As I mentioned, Dick Allen was AL MVP in 1972, so his unfortunate '72 Topps card got some added significance to it that wasn't there when the card was first being pulled from packs. Later the card would be used in the 1975 Topps subset for past MVPs, as well as the 1982 Kmart MVP Series-- a card for which I've got a couple mask negatives from the Topps Vault used in the manufacturing (I think that's the magenta mask on the left, yellow on the right). I like these B&W versions more than the actual card (Kmart or '72 Topps), not just for the rarity, but also because the color scheme fits the White Sox better, lol.

At least Topps got a good photo of the reigning MVP the next year (and finally started calling him by his preferred first name). It's the only time during Dick's career that Topps pictured him at the plate. I would have liked to see a better look at his face, but Topps probably worried the drastic change in his appearance between his '72 and '73 baseball cards would cause kids' heads to explode, so they kindly eased card collectors of the early '70s into the reality of the situation, lol. (Funny enough, 1972 was the only year of his prime that Dick didn't get a Kellogg's card. Yep, the one year he wins MVP, his Topps card sucks and Kellogg's leaves him off the checklist completely! Wow) But yeah, 1973 Topps is arguably his nicest looking card. Well, actually no...

The big All-Star Rookie trophy on his 1965 Topps card helps make that one tough to beat. And his 1971 Topps card is pretty great too. It's a high number, otherwise it might be better known. It features a photo of Dick actually wearing a Dodgers uniform, no deception from Topps this time (Well, the back photo is a different story!), taken before the '71 season, perhaps even before spring training. You might be distracted by the photographer's knee, but note the dead grass on the field and an otherwise lifeless Dodger Stadium. That trade took place October 5, 1970. In fact, I suspect Topps or the photographer artificially made the sky bluer in the photo than it was that day. That would explain the weird outline around his shoulders. It was likely a dreary winter day but they wanted to make it look like spring or summer.

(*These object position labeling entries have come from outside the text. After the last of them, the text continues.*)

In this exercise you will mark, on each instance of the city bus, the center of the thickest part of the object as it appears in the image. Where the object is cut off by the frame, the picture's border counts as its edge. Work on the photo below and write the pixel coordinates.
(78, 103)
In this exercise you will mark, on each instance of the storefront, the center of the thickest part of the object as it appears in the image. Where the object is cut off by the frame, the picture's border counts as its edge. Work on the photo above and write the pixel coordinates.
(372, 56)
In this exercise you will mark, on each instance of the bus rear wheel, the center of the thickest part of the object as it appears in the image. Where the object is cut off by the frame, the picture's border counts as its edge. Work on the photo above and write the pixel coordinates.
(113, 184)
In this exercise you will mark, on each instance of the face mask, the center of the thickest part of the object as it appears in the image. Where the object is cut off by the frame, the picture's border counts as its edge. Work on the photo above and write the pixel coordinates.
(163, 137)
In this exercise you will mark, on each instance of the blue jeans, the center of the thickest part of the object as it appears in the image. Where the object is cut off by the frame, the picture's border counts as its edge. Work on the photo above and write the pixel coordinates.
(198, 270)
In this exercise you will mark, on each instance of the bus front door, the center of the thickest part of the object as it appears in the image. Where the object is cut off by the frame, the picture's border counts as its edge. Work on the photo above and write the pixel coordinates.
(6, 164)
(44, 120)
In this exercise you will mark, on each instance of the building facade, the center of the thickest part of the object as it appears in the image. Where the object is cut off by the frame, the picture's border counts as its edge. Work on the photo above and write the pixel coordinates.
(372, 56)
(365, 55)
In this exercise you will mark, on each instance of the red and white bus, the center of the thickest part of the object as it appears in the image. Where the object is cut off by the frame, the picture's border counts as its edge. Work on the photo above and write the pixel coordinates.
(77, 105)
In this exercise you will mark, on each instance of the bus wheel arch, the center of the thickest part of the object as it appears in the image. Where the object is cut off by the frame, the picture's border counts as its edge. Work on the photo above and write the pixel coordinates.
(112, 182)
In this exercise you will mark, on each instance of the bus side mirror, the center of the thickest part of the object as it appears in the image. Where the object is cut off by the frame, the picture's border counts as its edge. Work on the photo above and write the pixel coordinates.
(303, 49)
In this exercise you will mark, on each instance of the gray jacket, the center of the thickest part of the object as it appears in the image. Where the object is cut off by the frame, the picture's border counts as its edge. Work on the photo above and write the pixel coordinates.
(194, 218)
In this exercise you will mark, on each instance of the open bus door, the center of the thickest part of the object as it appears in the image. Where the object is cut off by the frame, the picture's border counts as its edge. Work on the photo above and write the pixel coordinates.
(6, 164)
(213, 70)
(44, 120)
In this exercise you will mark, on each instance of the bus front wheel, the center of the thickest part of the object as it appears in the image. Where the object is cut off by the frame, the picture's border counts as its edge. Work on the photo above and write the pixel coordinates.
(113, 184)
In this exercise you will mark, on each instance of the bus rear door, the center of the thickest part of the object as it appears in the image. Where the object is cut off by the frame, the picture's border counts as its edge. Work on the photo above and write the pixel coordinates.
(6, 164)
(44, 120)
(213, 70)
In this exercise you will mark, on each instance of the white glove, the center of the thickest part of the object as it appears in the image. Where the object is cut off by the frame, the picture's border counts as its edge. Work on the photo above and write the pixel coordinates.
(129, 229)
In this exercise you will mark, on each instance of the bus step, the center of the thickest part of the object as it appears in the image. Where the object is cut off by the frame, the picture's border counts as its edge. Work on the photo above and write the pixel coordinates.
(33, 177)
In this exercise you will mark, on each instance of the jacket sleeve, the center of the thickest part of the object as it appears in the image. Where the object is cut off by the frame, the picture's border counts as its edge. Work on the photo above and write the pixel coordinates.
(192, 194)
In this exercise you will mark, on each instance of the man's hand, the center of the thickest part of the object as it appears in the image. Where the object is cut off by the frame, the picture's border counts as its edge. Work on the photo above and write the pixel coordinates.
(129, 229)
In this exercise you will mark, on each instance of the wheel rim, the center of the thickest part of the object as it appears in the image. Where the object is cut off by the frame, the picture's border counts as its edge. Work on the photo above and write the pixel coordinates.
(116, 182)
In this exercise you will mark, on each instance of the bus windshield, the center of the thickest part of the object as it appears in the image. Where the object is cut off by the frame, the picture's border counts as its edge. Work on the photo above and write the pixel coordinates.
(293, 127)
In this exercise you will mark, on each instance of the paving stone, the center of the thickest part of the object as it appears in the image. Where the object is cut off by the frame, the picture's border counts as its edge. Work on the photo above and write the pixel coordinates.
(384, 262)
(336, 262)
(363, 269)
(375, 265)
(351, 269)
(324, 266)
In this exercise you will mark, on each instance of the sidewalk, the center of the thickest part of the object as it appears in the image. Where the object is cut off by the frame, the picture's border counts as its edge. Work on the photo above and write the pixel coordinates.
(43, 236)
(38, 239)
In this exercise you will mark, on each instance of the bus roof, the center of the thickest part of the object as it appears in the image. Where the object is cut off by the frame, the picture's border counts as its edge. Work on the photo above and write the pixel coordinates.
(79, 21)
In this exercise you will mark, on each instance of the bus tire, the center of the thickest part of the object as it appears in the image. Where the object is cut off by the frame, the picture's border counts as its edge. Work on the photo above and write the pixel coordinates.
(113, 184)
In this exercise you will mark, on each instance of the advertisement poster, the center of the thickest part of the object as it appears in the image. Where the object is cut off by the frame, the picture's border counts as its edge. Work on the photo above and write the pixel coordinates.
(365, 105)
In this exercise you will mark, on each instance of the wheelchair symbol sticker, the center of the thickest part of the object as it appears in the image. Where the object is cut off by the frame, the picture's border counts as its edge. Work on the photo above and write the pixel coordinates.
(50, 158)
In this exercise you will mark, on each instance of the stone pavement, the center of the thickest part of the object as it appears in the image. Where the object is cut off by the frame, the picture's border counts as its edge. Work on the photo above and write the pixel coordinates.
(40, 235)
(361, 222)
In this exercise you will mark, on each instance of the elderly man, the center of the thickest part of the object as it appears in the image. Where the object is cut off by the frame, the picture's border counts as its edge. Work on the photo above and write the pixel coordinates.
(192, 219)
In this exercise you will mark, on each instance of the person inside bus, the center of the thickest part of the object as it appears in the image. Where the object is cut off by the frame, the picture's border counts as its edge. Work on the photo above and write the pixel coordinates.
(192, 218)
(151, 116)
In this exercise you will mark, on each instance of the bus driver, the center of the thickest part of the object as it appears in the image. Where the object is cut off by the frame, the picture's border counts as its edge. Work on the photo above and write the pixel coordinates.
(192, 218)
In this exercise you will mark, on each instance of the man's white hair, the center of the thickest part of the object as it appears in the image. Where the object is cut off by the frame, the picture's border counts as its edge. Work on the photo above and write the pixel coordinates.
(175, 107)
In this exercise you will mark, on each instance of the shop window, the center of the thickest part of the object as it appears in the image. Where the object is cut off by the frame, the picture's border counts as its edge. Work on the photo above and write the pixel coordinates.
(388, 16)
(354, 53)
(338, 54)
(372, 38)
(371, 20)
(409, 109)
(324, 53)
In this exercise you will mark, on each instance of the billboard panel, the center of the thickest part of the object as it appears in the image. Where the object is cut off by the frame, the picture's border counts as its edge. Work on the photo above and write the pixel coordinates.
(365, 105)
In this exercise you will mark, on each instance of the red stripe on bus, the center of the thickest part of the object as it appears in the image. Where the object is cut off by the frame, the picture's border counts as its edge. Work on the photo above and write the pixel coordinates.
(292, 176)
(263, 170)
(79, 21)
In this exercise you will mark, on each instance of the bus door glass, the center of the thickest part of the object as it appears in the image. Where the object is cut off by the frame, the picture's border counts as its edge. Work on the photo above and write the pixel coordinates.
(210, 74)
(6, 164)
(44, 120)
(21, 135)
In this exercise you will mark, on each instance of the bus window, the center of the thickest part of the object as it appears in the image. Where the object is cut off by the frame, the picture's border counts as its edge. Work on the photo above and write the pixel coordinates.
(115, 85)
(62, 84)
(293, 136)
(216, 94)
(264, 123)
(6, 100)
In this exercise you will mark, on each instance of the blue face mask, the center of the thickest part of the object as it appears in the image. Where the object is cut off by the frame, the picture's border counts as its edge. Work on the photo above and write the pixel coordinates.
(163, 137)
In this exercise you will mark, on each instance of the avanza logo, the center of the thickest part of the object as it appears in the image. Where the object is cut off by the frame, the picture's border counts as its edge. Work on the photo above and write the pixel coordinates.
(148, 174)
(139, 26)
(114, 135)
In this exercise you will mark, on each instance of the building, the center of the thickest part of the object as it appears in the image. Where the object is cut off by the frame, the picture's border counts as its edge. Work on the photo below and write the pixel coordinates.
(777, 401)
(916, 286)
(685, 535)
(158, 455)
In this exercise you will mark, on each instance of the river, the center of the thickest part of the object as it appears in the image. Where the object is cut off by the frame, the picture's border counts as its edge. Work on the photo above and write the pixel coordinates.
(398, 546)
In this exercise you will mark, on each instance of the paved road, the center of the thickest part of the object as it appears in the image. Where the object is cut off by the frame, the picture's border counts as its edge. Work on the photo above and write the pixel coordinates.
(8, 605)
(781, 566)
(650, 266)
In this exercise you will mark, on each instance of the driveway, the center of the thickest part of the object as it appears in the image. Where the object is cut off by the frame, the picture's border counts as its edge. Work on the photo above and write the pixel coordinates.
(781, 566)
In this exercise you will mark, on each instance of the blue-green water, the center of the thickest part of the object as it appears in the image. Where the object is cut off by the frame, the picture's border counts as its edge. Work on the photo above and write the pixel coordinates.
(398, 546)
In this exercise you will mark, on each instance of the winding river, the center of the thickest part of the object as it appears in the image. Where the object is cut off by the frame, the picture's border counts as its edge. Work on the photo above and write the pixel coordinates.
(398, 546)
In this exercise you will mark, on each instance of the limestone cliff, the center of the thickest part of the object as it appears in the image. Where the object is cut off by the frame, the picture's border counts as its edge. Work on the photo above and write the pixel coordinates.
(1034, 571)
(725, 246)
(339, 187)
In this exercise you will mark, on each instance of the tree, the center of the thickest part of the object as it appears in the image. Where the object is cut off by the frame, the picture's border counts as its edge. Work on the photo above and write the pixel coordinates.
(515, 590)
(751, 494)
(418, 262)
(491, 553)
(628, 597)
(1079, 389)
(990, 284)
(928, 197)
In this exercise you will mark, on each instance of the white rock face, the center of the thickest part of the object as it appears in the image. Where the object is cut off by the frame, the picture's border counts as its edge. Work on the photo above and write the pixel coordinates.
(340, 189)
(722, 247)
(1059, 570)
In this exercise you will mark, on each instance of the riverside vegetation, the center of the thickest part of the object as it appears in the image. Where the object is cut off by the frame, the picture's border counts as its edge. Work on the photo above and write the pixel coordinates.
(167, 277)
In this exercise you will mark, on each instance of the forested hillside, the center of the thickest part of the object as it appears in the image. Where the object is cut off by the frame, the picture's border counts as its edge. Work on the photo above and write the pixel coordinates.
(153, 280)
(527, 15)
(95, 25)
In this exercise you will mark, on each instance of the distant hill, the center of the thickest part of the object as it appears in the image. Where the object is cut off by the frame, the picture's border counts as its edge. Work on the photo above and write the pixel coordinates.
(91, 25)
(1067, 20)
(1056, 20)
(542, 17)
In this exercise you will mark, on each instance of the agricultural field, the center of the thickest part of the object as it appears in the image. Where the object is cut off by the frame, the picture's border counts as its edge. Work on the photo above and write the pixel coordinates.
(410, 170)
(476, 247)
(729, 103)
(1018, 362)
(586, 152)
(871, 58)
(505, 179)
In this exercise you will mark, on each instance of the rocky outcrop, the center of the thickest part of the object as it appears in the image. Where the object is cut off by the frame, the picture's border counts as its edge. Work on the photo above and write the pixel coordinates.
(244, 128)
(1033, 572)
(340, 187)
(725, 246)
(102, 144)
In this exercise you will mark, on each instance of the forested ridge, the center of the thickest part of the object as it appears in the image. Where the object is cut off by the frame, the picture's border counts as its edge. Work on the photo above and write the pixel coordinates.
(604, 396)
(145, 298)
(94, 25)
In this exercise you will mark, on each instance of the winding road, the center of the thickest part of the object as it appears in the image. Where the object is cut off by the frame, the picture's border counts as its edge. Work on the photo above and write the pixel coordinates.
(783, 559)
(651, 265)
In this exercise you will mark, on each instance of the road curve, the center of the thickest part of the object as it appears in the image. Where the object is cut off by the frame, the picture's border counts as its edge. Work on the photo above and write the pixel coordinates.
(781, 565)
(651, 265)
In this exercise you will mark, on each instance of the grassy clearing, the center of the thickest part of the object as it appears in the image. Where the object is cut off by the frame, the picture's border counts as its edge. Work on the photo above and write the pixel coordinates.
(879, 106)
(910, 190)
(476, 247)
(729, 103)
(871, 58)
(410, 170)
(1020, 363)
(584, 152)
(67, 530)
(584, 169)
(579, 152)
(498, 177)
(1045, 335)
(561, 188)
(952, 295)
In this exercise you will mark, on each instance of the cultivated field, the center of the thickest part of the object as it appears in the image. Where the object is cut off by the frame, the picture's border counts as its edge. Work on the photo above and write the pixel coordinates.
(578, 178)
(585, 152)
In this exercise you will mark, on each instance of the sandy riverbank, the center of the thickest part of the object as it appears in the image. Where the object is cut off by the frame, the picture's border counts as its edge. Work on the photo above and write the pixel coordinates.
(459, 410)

Anywho, I printed a few extras of my '72 custom in case anybody wanted to trade for a copy. On the topic of 1972 Topps, I'm still fittingly at 72% complete with my setbuild and would really love to complete it by the end of this year. Hey, it's the set's 50th anniversary, after all. Only 217 cards left for me to track down (mostly those damn high numbers). I'll trade you a copy of my '72 Dick Dodger custom for any 1972 Topps card I need-- not upgrade, please, but need. (unless we're talking about a star player or high number, in which case I'd happily extend the offer to "wanted upgrades", too). (Link to my 1972 Topps needs spreadsheet). Just let me know if you've got any of those needs and want to trade. (Not for sale, btw, only trading for '72 needs.)

Wow, this post was originally supposed to be like, "Hey, I made a Dick Allen custom"-- short and sweet-- but I guess this became a "deep dive" into that reused photo.

That's it for today, but more customs and a flat-rate box recap from John Miller are on the horizon. Thanks for reading.